When I first started out in youth ministry, I couldn’t find a curriculum that worked for my youth group. At that time (back when dinosaurs roamed the earth), I didn’t have this little resource called the Internet. Even when it became a popular in the late ’90s, it wasn’t exactly convenient—remember waiting for all of the dial-up beeps, hums and whirs? In those days, we had to look through a physical catalogue or take a trip to a store to purchase any kind of usable curriculum.
Beyond that, there were three more complications to finding anything in physical form. First, I started my youth ministry career in rural New Hampshire, about as far as you could get from the Bible Belt. Our “Christian bookstore” was a small basement someone had converted into a space where we could buy Bibles and cassette tapes of then-unknown bands like Third Day, Audio Adrenaline, Jars of Clay and DC Talk.
Second, I felt as if I lived behind a dark shroud of knowledge. No one was mass marketing to one of the most unchurched areas in the country. In the early ’90s, no one was aware of companies like Youth Specialties, Group Publishing or even Lifeway.
Third, here is the kicker: There was no money in our budget for luxury items like books about games or discussion starters. In my first years of ministry, I was a volunteer youth pastor of four church plants who sent all of their students to me, but limited financial resources.
It wasn’t until 1997 that I finally had the opportunity to try out a professional curriculum—four boxes of resources given to me as a free gift from some very generous youth workers at a conference. It was like Christmas.
Yet, using this curriculum still proved a challenge. I worked with all unchurched or de-churched kids, and most of the resource was written for students who grew up in the church and knew the basic tenants of the faith. Everything was in print back then (no digital copies) so to manipulate curriculum meant taking out a pen and Wite-Out, and literally rewriting it. It was cumbersome and time consuming. Keep in mind that the idea of small groups being central to youth group was still relatively new. Youth workers were starting to catch on, but that wasn’t how most curriculums were written. They were built around a creative game, an awesome talk and finally—if there was any time left to kill—a little time for a discussion. I felt like I was the only youth worker in the country who built my lessons around small groups.
For all of these reasons, I took the plunge and started writing my own curriculum. But that introduced all new struggles. It was easier to look at an idea in a book and see it as catalytic than it was to manipulate it into my own lessons. And I didn’t realize that I was starting to become proud about my curriculum-writing abilities. I was the best lesson writer of anyone, anywhere, and no one could tell me differently.

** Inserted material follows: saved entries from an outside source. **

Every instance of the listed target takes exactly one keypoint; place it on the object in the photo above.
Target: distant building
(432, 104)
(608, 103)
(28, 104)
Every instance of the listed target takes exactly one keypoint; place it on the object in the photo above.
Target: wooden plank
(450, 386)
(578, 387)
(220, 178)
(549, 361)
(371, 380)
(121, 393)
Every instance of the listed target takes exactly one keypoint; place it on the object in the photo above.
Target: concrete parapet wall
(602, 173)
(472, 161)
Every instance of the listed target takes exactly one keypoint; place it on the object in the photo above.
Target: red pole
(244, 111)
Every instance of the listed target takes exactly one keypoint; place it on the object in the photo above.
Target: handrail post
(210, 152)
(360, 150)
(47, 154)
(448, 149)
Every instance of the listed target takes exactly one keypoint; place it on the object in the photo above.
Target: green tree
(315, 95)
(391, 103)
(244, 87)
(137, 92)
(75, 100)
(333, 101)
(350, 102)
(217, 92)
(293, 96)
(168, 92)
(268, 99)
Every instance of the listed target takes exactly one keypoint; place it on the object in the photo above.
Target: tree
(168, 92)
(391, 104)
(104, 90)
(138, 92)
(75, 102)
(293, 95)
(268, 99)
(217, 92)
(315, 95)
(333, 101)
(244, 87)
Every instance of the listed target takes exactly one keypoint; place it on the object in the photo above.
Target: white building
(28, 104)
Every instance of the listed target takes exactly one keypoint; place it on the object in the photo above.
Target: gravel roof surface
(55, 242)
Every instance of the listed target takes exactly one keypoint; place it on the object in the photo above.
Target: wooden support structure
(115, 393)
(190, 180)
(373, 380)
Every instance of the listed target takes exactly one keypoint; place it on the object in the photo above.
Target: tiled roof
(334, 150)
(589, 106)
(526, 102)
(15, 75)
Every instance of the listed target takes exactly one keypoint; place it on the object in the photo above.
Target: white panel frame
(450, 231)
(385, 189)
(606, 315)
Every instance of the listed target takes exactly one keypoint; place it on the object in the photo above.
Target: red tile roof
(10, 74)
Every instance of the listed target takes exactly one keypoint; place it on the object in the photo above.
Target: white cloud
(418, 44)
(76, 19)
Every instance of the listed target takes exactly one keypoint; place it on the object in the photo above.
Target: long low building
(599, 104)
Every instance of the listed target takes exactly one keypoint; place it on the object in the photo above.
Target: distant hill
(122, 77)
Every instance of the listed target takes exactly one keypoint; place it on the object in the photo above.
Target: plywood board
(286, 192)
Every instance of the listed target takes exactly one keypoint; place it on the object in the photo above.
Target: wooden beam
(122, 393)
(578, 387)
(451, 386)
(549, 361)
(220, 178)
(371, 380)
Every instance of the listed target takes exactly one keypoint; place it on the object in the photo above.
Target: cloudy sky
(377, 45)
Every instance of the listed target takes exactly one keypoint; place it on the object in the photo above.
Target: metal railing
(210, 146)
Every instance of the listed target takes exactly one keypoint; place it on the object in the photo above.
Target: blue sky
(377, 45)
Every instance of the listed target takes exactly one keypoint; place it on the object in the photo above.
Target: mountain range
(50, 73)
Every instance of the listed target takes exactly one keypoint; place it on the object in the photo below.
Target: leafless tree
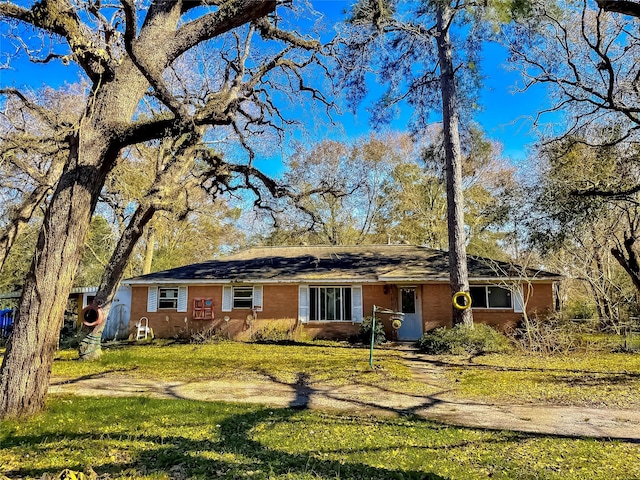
(127, 54)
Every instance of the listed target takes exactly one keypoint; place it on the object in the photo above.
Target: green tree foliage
(593, 235)
(427, 54)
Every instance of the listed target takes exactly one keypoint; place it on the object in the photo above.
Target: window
(168, 298)
(489, 296)
(242, 297)
(330, 303)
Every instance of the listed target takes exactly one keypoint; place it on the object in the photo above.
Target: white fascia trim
(257, 281)
(484, 280)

Then one day my volunteers told me it wasn’t so good. That was hard to hear. Looking back, I now understand it wasn’t because I wasn’t capable of writing great stuff. I was just too busy to do it well. Writing a solid, easy-to-use Bible study that a volunteer of any experience level can use takes a huge amount of work and time. I wanted to spend my time building relationships with students, teaching my leaders to disciple teens and figuring out how to reach this generation for Christ. I didn’t want to spend hours crafting small group curriculum. So I didn’t, and it showed.
This forced me, once again, to go looking for something that could work in my context. By this time, I could download sheets and change a few words or ideas and hand my team something that bordered on amazing. Some organizations had even started making video curriculum, so on the days I didn’t feel particularly wise, someone else was. And here’s the icing on the cake: The Internet was more accessible, so I could find websites full of ideas, games and discussion starters.

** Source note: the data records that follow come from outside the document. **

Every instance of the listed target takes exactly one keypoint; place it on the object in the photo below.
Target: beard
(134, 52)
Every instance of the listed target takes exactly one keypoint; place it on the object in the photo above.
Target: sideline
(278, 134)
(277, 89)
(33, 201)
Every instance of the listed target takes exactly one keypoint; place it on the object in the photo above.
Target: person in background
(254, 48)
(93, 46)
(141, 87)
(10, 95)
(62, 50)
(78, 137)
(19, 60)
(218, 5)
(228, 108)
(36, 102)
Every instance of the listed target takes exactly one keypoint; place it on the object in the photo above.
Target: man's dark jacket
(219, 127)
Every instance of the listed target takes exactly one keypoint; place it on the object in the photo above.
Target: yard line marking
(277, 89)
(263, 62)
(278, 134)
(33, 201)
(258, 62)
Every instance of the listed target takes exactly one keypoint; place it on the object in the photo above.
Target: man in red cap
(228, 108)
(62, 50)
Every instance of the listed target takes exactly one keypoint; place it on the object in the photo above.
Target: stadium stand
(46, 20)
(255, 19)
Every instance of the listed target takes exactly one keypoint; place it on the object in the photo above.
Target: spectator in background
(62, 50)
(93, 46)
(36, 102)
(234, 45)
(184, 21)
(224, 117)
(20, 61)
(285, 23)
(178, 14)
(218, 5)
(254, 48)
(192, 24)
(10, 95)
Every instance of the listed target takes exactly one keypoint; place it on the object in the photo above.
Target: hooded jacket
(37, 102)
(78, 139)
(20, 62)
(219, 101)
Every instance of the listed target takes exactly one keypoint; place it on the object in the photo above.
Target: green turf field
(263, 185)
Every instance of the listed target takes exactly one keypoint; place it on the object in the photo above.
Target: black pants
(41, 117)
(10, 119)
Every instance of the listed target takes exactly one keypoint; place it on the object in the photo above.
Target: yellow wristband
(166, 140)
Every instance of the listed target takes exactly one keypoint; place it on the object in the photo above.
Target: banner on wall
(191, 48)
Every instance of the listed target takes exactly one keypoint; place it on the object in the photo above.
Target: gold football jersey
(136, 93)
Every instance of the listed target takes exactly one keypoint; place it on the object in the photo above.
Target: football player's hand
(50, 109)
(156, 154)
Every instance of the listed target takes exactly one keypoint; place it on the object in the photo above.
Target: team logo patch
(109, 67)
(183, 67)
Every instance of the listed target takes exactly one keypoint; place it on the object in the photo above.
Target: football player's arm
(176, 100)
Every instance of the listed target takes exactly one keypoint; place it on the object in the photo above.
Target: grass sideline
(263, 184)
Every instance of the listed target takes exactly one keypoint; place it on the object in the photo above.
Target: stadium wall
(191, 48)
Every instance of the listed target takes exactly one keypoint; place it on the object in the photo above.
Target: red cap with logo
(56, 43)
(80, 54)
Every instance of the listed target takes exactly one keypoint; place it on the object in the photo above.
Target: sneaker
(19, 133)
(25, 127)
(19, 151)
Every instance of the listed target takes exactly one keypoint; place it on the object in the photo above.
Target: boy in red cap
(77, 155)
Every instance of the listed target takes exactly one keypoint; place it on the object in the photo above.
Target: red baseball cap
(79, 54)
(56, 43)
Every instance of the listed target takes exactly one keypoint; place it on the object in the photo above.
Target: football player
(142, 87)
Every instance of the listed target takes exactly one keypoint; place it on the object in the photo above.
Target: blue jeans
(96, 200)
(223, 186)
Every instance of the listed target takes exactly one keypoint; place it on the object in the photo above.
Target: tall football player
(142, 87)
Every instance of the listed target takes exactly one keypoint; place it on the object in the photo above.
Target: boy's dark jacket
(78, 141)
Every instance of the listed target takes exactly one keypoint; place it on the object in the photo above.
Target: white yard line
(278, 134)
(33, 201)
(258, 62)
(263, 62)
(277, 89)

In just the last 10 years, the landscape has changed once again for Bible study curriculum. I don’t have to buy a book if I don’t want to, and if I want a video illustration, I can check out YouTube. I can pick and choose what I like from a multitude of different companies, large and small. I can find lessons and ideas from at least nine places I can think of off the top of my head.
Here is the irony: I keep meeting youth pastors who insist on writing their own curriculum. Some youth workers have the energy and time to do this, but nine times out of 10, they don’t actually enjoy it. Instead I hear, “There is nothing out there, so I have to write my own.” My other favorite line is, “These companies use professional writers who never actually interact with students.” That’s just not true. I know many of these people personally. While they may not all lead youth ministries anymore, each stays connected to the student world in huge ways. They lead small groups, talk to parents and have youth pastors in their offices multiple times a week. More importantly, many of them employ in-the-trenches youth workers as their writers.
There was a time when the boxed set didn’t work. And not every curriculum has everything you need. But the amount of depth and variety out there is astounding compared to when I first started. The youth ministry curriculum landscape has changed completely. It might be helpful to find other youth pastors in a similar context and ask them what they like. You will probably need to rewrite something here or there. Most curriculum providers actually expect that and provide digital resources to make it easier.
So STOP. Ask yourself, Why am I writing my own curriculum?
If your answer is anything less than, I feel called and passionate about it! then STOP living like you are stuck in rural New Hampshire in 1994. Wouldn’t you rather invest your limited time into the lives of students instead of sitting in front of a computer?